Set up the Cerebras client using the OpenAI-compatible interface. The integration header helps us track and optimize this integration:
import os
from openai import OpenAI

client = OpenAI(
    api_key=os.getenv("CEREBRAS_API_KEY"),
    base_url="https://api.cerebras.ai/v1"
)
4

Create a basic text-to-speech pipeline

Now let’s create a complete pipeline that generates text with Cerebras and converts it to speech with ElevenLabs.

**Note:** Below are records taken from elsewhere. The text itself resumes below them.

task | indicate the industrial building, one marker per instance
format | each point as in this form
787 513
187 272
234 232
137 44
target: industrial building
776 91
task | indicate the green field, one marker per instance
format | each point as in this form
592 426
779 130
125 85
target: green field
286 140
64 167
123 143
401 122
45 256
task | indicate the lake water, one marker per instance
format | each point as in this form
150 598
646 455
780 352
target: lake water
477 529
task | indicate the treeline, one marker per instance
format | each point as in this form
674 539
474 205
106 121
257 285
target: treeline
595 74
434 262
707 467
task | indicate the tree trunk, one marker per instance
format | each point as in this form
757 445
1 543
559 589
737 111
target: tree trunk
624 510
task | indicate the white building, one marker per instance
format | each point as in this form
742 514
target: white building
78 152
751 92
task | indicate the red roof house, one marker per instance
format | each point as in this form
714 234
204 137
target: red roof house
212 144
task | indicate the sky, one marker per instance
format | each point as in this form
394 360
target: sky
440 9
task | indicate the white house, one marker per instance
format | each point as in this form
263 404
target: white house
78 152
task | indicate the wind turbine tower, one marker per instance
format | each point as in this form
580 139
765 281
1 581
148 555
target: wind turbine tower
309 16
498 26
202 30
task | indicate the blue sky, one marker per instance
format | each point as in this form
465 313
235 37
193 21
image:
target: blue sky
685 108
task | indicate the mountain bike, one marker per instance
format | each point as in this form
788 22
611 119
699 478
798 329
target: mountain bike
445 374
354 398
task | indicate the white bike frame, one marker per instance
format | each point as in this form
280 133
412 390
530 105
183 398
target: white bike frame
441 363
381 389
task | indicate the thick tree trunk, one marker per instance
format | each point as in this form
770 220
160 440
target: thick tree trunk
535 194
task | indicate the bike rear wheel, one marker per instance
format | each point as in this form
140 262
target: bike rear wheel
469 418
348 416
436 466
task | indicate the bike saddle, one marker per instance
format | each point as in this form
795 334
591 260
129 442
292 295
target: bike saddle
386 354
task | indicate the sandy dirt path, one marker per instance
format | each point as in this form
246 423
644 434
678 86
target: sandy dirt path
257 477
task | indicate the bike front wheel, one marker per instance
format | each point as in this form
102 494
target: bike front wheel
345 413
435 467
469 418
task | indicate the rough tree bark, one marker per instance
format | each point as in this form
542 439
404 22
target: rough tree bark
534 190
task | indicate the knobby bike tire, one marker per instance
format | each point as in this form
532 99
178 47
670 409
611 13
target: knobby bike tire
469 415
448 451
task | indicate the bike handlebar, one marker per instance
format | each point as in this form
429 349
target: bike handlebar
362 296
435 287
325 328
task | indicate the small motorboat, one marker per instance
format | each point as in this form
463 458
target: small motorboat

This example demonstrates the power of combining Cerebras’s fast inference with ElevenLabs’s natural voice synthesis:
import os
from openai import OpenAI
from elevenlabs.client import ElevenLabs
from elevenlabs.play import play

# Initialize Cerebras client
cerebras_client = OpenAI(
    api_key=os.getenv("CEREBRAS_API_KEY"),
    base_url="https://api.cerebras.ai/v1"
)

# Initialize ElevenLabs client
elevenlabs_client = ElevenLabs(
    api_key=os.getenv("ELEVENLABS_API_KEY")
)

def generate_and_speak(prompt, voice_id="21m00Tcm4TlvDq8ikWAM"):
    """
    Generate text response using Cerebras and convert to speech with ElevenLabs.
    
    Args:
        prompt: User input text
        voice_id: ElevenLabs voice ID (default is Rachel)
    """
    # Generate text response with Cerebras
    response = cerebras_client.chat.completions.create(
        model="llama-3.3-70b",
        messages=[
            {"role": "system", "content": "You are a helpful assistant. Keep responses concise and natural for voice output."},
            {"role": "user", "content": prompt}
        ],
        max_completion_tokens=150,
        temperature=0.7,
        extra_headers={
            "X-Cerebras-3rd-Party-Integration": "elevenlabs"
        }
    )
    
    text_response = response.choices[0].message.content
    print(f"Generated text: {text_response}")
    
    # Convert to speech with ElevenLabs
    audio = elevenlabs_client.text_to_speech.convert(
        text=text_response,
        voice_id=voice_id,
        model_id="eleven_multilingual_v2",
        output_format="mp3_44100_128"
    )
    
    # Play the audio
    play(audio)
    
    # And save to a file
    with open("output.mp3", "wb") as f:
        for chunk in audio:
            f.write(chunk)
    
    return text_response

# Example usage
if __name__ == "__main__":
    generate_and_speak("Tell me an interesting fact about space exploration.")
5

Build a conversational voice agent

For a more advanced use case, here’s how to build a multi-turn conversational agent that maintains context across multiple interactions:
import os
from openai import OpenAI
from elevenlabs.client import ElevenLabs
from elevenlabs.play import play

# Initialize Cerebras client
cerebras_client = OpenAI(
    api_key=os.getenv("CEREBRAS_API_KEY"),
    base_url="https://api.cerebras.ai/v1"
)

# Initialize ElevenLabs client
elevenlabs_client = ElevenLabs(
    api_key=os.getenv("ELEVENLABS_API_KEY")
)

class VoiceAgent:
    def __init__(self, system_prompt, voice_id="21m00Tcm4TlvDq8ikWAM"):
        self.conversation_history = [
            {"role": "system", "content": system_prompt}
        ]
        self.voice_id = voice_id
    
    def chat(self, user_input):
        """Process user input and generate voice response."""
        # Add user message to history
        self.conversation_history.append({
            "role": "user",
            "content": user_input
        })
        
        # Generate response with Cerebras
        response = cerebras_client.chat.completions.create(
            model="llama-3.3-70b",
            messages=self.conversation_history,
            max_completion_tokens=200,
            temperature=0.8,
            extra_headers={
                "X-Cerebras-3rd-Party-Integration": "elevenlabs"
            }
        )
        
        assistant_message = response.choices[0].message.content
        
        # Add assistant response to history
        self.conversation_history.append({
            "role": "assistant",
            "content": assistant_message
        })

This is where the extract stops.